WebM CUDA Encoder/Decoder

1697 views
Skip to first unread message

TiSi

unread,
Aug 8, 2011, 12:38:40 PM8/8/11
to Application Developers
Hello everyone,

My name is Ruben from Spain, and I'm in the last year in my career
(Computer science). I have to do a project to finish my career, and I
have been thinking use the CUDA platform with some high volume data
algorithm, and I think the video processing is one of the most
indicated. So, my objective is use the CUDA platform to accelerate the
decoding/encoding process in WebM.

I read the source code available in the web and I not found the
appropiate method that decodes/encodes the data.

Someone knows if my goal is possible?, and how can I begin?

Thanks.

James Zern

unread,
Aug 16, 2011, 9:15:35 PM8/16/11
to apps-...@webmproject.org
On Mon, Aug 8, 2011 at 09:38, TiSi <tisi...@gmail.com> wrote:
> Hello everyone,
>
> My name is Ruben from Spain, and I'm in the last year in my career
> (Computer science). I have to do a project to finish my career, and I
> have been thinking use the CUDA platform with some high volume data
> algorithm, and I think the video processing is one of the most
> indicated. So, my objective is use the CUDA platform to accelerate the
> decoding/encoding process in WebM.
>
> I read the source code available in the web and I not found the
> appropiate method that decodes/encodes the data.
>
If you're looking for the high-level encode/decode calls the examples
are a good place to start. Either vpx(dec|enc).c or
simple_encoder/decoder.c (generated by configure).

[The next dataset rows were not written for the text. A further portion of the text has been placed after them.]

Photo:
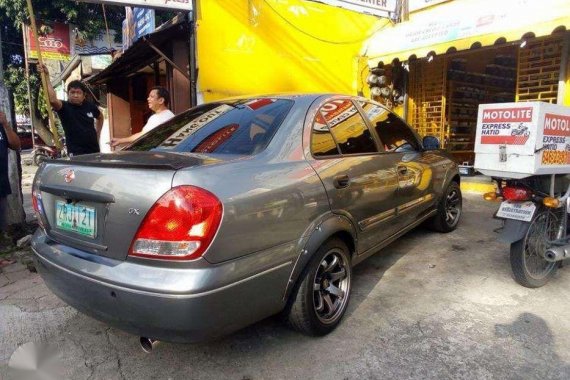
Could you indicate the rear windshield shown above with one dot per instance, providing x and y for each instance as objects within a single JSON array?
[{"x": 243, "y": 127}]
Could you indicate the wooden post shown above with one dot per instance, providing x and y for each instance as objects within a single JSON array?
[{"x": 44, "y": 77}]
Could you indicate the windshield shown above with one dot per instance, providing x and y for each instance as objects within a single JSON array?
[{"x": 240, "y": 127}]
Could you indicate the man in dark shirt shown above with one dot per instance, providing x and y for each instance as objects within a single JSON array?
[
  {"x": 77, "y": 115},
  {"x": 8, "y": 139}
]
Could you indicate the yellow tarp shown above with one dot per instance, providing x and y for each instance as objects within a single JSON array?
[{"x": 272, "y": 46}]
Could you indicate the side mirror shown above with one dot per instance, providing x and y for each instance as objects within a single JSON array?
[{"x": 431, "y": 143}]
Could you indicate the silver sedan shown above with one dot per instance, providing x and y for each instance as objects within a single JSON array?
[{"x": 237, "y": 210}]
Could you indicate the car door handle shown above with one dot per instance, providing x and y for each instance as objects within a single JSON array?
[{"x": 341, "y": 181}]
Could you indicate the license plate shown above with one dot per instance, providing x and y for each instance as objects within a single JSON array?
[
  {"x": 76, "y": 217},
  {"x": 517, "y": 210}
]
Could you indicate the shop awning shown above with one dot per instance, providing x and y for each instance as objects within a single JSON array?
[
  {"x": 144, "y": 51},
  {"x": 461, "y": 25}
]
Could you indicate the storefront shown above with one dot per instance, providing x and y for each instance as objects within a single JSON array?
[
  {"x": 157, "y": 59},
  {"x": 439, "y": 66}
]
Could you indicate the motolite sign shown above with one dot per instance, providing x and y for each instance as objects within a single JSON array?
[
  {"x": 506, "y": 126},
  {"x": 383, "y": 8},
  {"x": 182, "y": 5},
  {"x": 556, "y": 140}
]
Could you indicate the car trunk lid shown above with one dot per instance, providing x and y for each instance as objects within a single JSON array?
[{"x": 96, "y": 203}]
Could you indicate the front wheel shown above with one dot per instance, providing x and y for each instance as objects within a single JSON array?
[
  {"x": 449, "y": 210},
  {"x": 529, "y": 267},
  {"x": 39, "y": 158},
  {"x": 321, "y": 298}
]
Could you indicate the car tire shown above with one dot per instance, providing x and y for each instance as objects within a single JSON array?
[
  {"x": 39, "y": 158},
  {"x": 321, "y": 297},
  {"x": 449, "y": 210}
]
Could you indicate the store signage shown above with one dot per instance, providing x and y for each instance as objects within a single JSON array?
[
  {"x": 98, "y": 45},
  {"x": 508, "y": 126},
  {"x": 416, "y": 5},
  {"x": 128, "y": 28},
  {"x": 556, "y": 140},
  {"x": 55, "y": 45},
  {"x": 456, "y": 20},
  {"x": 182, "y": 5},
  {"x": 382, "y": 8},
  {"x": 144, "y": 21}
]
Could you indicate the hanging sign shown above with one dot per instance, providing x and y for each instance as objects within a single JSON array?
[
  {"x": 382, "y": 8},
  {"x": 416, "y": 5},
  {"x": 181, "y": 5},
  {"x": 55, "y": 45},
  {"x": 144, "y": 21}
]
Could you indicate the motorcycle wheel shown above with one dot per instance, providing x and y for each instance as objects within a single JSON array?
[
  {"x": 529, "y": 267},
  {"x": 39, "y": 158}
]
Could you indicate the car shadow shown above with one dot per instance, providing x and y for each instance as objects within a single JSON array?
[{"x": 529, "y": 330}]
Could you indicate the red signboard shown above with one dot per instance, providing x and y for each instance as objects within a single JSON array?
[
  {"x": 55, "y": 45},
  {"x": 556, "y": 125},
  {"x": 499, "y": 115}
]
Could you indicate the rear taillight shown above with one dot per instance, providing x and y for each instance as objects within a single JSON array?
[
  {"x": 512, "y": 193},
  {"x": 179, "y": 226}
]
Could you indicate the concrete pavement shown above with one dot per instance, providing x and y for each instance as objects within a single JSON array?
[{"x": 428, "y": 306}]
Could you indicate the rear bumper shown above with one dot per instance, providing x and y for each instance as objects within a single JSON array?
[{"x": 195, "y": 309}]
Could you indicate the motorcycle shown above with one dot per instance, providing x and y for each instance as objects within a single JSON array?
[
  {"x": 534, "y": 211},
  {"x": 40, "y": 153}
]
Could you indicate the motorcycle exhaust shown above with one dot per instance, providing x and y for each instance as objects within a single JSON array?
[
  {"x": 557, "y": 253},
  {"x": 147, "y": 344}
]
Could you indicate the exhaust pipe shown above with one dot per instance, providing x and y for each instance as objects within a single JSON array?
[
  {"x": 147, "y": 344},
  {"x": 557, "y": 253}
]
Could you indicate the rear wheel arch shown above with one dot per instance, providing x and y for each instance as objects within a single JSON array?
[{"x": 335, "y": 226}]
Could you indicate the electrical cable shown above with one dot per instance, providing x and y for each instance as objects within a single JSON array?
[
  {"x": 106, "y": 27},
  {"x": 319, "y": 38}
]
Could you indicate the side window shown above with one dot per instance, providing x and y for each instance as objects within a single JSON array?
[
  {"x": 394, "y": 134},
  {"x": 348, "y": 127},
  {"x": 322, "y": 142}
]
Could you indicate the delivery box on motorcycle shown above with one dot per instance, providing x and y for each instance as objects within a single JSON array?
[{"x": 517, "y": 140}]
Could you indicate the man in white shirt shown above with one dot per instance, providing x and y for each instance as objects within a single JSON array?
[{"x": 158, "y": 100}]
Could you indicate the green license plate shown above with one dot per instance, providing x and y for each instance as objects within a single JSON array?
[{"x": 76, "y": 217}]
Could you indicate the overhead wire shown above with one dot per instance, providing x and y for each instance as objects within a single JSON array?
[
  {"x": 107, "y": 27},
  {"x": 320, "y": 38}
]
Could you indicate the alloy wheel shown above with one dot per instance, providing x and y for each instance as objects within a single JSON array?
[
  {"x": 452, "y": 207},
  {"x": 331, "y": 286}
]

> Someone knows if my goal is possible?, and how can I begin?
>
> Thanks.
>

> --
> You received this message because you are subscribed to the Google Groups "Application Developers" group.
> To post to this group, send email to apps-...@webmproject.org.
> To unsubscribe from this group, send email to apps-devel+...@webmproject.org.
> For more options, visit this group at http://groups.google.com/a/webmproject.org/group/apps-devel/?hl=en.
>
>

John Koleszar

unread,
Aug 23, 2011, 2:31:20 PM8/23/11
to apps-...@webmproject.org
On Tue, Aug 16, 2011 at 9:15 PM, James Zern <jz...@google.com> wrote:
> On Mon, Aug 8, 2011 at 09:38, TiSi <tisi...@gmail.com> wrote:
>> Hello everyone,
>>
>> My name is Ruben from Spain, and I'm in the last year in my career
>> (Computer science). I have to do a project to finish my career, and I
>> have been thinking use the CUDA platform with some high volume data
>> algorithm, and I think the video processing is one of the most
>> indicated. So, my objective is use the CUDA platform to accelerate the
>> decoding/encoding process in WebM.
>>
>> I read the source code available in the web and I not found the
>> appropiate method that decodes/encodes the data.
>>
> If you're looking for the high-level encode/decode calls the examples
> are a good place to start. Either vpx(dec|enc).c or
> simple_encoder/decoder.c (generated by configure).
>

You also may be interested in an initial OpenCL implementation:

http://review.webmproject.org/gitweb?p=libvpx.git;a=commitdiff;h=sandbox/awatry/initial_opencl_implementation

Geff

unread,
Sep 9, 2011, 3:19:08 AM9/9/11
to Application Developers
If any news on that, PLEASE report. Would be great a webm encoder with
CUDA support.

Geff

unread,
Sep 9, 2011, 3:18:25 AM9/9/11
to Application Developers
if any news on that, PLEASE report =)
would love a webm encoder with cuda support

On Aug 8, 12:38 pm, TiSi <tisi1...@gmail.com> wrote:

Geff

unread,
Sep 9, 2011, 3:33:10 AM9/9/11
to Application Developers
Come on DEVs! CUDA power to WEBM! It's one of the two issues that
makes me (and probably a bunch of other people) not dive into WebM.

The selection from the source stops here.